As the beginning of school drew closer, I had less and less peace about going back. I was a pretty good teacher, and everything pointed toward a successful second year of teaching. The classes I had were ones I taught last year, and I had all the material, lesson plans, etc. in place. I also knew there was no way I could go through with it. In August I wrote out my letter of resignation and took it to my principal who was not so thrilled to see me go, but also very understanding.
When I walked out the doors of the high school, I was free. It was clear I had to be free for whatever came next. In less than a minute I got the phone call delivering me the “why” I had been awaiting. My mom called with the news my father was having open heart surgery. Within 24 hours I had more news regarding my daughter which required me to be very present with her almost 24/7. I needed to be free for my family.
My dad is doing well after his fourth surgery following multiple complications. He is still dealing with those complications (months later), but I am free to respond when he and my mom need me.

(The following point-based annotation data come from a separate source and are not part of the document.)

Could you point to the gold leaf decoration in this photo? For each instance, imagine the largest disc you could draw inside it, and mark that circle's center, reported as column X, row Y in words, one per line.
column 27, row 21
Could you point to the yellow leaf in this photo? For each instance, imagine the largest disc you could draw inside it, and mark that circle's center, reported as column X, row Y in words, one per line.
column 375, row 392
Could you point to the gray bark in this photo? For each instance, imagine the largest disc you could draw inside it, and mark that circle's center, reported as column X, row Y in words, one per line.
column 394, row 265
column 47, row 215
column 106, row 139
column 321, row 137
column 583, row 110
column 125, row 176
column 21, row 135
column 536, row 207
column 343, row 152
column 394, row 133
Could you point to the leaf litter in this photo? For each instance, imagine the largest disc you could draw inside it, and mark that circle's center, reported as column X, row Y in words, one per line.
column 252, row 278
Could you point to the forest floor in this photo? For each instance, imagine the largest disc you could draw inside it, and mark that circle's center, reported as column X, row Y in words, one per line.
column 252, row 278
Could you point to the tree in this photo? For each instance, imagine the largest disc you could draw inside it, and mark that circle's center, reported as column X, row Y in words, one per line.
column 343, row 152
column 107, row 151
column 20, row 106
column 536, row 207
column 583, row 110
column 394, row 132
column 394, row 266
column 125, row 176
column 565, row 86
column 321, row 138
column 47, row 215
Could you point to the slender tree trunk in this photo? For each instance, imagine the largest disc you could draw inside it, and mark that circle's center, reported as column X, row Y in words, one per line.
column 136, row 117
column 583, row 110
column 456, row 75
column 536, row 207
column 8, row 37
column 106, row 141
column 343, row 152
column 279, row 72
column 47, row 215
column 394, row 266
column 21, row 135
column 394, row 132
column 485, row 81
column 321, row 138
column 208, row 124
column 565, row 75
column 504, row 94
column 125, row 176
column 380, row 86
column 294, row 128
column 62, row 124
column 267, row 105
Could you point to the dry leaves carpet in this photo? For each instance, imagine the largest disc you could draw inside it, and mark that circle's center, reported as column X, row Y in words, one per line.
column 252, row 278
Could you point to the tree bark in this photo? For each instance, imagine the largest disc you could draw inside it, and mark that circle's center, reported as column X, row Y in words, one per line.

My daughter is doing great, so now what?
I had been fighting back depression so I decided I would head back to my amazing therapist and see if she could provide some insight. I have applied for more than 50 jobs in the last few months, all things I would enjoy doing and all things I am qualified to do. Still, no job. I have heard from people in my life that I am “overqualified” or “it’s just not the right fit” or even “God must have something else for you,” and I am sure to some degree all of that is true. I knew I needed to be free, and I am. I am waiting, sometimes patiently, and I am continuing to work on discovering what I love doing most.
So what comes next?
A few weeks back I was free to help a friend who wanted to get her family organized. She called me and asked me to come over and then made a business proposal. She wanted to pay me to help her get organized in as many areas of their life as possible. If I had been teaching, I would not have been free to take that call. We went through each room in her home and made to-do lists for things needing to be completed. We went to lunch and discussed each of her four kiddos, their relationships and their responsibilities. We discussed daily schedules and laundry days. We covered everything imaginable. She showed me what she had envisioned for a command center in her home, and then we went shopping. I created some super cute chore lists, color coordinated laundry schedules and monthly calendars, printed to-do lists for everyone in the family, and formed an agenda for their family meeting. I led one meeting explaining all the new processes and schedules, responsibilities and consequences. We worked together to discuss family covenant, what each person felt they had to bring to the family, and what they needed from the family. When we sat down after the meeting was over and her command center wall was put together, she asked me if the Lord had shown me anything. She wanted to know if this was something I could see myself doing for other families. I told her I would consider it, but I was still applying for jobs.
I have only applied for two jobs since that time. Both are jobs I would really love to have and could certainly enjoy for many years to come. Yet, something about this process with my sweet friend has really made an impression on me and changed my heart about what kind of work I would like to be doing. I love helping people become more organized, move forward, succeed and the family life coaching I did with this family hit on so many of my strengths. Maybe this is where I am headed. Maybe this is why I needed to be free. Maybe I am going to be working for myself someday soon alongside beautiful families and individuals who just want to get things in order somewhere in their life.
Let me end with this: finding a career in Waco is really challenging right now. This job market is rough, especially for folks who are well-educated, full of life experience, and still a little lost sometimes, but (if this new venture is why I needed to be free) I can say with certainty, it was worth the wait, the rejection, the questions and the pain.